Jäger “Pranke des Panthers” lebt mit seinem Volk abgeschieden von der Außenweld im Regenwald und führt ein glückliches, einfaches Leben. Eines Tages trifft der Stamm auf Flüchtlinge, die erzählen, dass Ihr Dorf zerstört wurde. Eine Begegnung wie ein Omen, denn am nächsten Morgen überfallen kriegserprobte Schergen der Maya das Dorf, metzeln einige nieder und nehmen die meisten Einwohner gefangen. “Panther” gelingt es gerade eben, seine hochschwangere Frau und seinen Sohn in ein Erdloch hinabzulassen.

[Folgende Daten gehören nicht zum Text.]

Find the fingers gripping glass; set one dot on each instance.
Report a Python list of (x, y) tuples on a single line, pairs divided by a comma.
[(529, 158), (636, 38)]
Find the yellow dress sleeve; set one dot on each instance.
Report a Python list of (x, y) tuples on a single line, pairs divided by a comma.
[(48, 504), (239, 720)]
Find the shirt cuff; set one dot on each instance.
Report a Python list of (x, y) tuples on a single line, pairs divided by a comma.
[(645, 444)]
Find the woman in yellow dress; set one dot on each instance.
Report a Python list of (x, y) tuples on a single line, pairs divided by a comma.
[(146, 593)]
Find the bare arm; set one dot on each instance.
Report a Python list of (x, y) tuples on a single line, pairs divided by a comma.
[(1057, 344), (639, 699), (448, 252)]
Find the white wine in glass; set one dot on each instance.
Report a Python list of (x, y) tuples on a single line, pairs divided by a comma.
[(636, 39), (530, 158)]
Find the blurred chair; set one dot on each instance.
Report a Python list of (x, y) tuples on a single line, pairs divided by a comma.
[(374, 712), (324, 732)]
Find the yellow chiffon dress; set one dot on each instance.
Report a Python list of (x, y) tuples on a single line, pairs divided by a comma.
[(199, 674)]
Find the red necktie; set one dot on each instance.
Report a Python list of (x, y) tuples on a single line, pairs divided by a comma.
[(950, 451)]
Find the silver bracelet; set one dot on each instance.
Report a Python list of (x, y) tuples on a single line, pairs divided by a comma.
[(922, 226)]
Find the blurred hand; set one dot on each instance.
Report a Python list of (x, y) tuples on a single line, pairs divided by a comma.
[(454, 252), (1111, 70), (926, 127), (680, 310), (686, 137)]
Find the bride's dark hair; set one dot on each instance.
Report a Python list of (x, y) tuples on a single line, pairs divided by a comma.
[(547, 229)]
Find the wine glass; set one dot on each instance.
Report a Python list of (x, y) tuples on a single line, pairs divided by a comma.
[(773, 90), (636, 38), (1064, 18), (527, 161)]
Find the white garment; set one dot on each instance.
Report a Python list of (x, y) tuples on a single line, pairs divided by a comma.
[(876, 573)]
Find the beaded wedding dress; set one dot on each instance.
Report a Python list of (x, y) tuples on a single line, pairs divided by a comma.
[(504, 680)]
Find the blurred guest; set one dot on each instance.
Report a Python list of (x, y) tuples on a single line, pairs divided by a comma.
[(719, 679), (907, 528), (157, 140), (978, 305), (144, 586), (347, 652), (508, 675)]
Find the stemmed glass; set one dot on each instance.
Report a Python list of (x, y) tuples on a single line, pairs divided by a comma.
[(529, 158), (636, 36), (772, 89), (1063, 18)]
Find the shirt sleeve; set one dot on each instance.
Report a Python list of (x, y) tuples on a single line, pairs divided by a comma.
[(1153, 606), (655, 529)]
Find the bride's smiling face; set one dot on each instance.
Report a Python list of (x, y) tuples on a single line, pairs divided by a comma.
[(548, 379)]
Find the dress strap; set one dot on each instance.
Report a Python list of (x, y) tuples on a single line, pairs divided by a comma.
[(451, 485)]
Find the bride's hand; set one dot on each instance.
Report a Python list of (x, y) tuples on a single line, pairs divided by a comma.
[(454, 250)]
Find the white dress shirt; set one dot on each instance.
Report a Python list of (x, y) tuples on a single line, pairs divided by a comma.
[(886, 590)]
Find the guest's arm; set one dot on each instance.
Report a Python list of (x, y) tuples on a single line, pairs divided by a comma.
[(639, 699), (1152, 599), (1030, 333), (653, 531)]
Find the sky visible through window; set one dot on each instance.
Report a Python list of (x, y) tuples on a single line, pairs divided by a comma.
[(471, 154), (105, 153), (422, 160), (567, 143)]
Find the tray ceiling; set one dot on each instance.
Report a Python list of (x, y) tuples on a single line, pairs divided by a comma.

Die Gefangenen werden aneinandergefesselt und machen sich auf den Weg durch Flüsse und gefährliche Abgründe zur Maya-Stadt, wo die Frauen in die Sklaverei verkauft und die Männer den Göttern geopfert werden sollen, da die Maya ihren Boden herabgewirtschaftet haben und Hunger leiden.

*Achtung Spoiler*

Just als “Panther” geopfert werden soll, verdunkelt der Mond die Sonne, was die Hohepriester der Maya als Zeichen der Götter lesen, dass diese “nun genug Blut getrunken haben”. Das Volk jubelt und nebenbei fällt die Anweisung, die restlichen Gefangenen zu erledigen. Woraufhin diese auf ein Feld getrieben werden, wo sie in einem unmenschlichen Wettlauf gegen Speere und Pfeile um ihr Leben rennen. “Panther” kann schwerverletzt entkommen und flüchtet sich in den Wald, nicht ohne zuvor den Sohn des Maya-”Generals” getötet zu haben. Es beginnt eine mörderische Hetzjagd durch den Regenwald, in deren Verlauf die Jäger zu Gejagten werden und an deren Ende die anlegenden Spanier den endgültigen Untergang der Maya-Kultur kennzeichnen.

*Spoiler Ende*

Ich sträubte mich anfänglich diesen Film zu sehen. Einerseits, weil er ausschließlich in Maya-Sprache gehalten ist, andererseits, weil die Maya-Kultur meilenweit am Arsch vorbeigeht. Zum Glück lies ich mich überreden, den Mel Gibson gelingt mit diesem Film ein kleines Wunder.

An die Sprache gewöhnt man sich recht schnell, vor allem, da “Apocalypto” seine Geschichte fast ausschließlich in Bildern erzählt. Und in was für Bildern! Die sichtlich von Zerfall gezeichnete Maya-Stadt ist eine Wucht und die unglaublich furiose Verfolgungsjagd durch den Wald ist ganz einfach derbe fesselndes Action-Kino, das bisweilen zwar extrem blutrünstig ist, wobei die Gewalt allerdings nie zum Selbstzweck verkommt.

Und der Einsatz der subjektiven Kamera, bei der man den letzten Blick eines abgeschlagenen Kopfes einnimmt, ist eine umwerfend gute Idee, die ich so noch nicht gesehen habe.

Leider muss ich hinzufügen, dass Mel Gibson es nicht sein lassen konnte, den polytheistischen Maya, die also an mehrere Götter glaubten, einen monotheistischen Glauben zu verpassen. Sie reden immer wieder von “dem Gott”. Diese, trotz all der betonten Athentizität, Änderung historischer Fakten ist natürlich Mel Gibsons radikaler Glaubensausrichtung zu schulden. Ein merkwürdiger Clash of the Cultures, der dem Film an sich aber keinen Abbruch tut.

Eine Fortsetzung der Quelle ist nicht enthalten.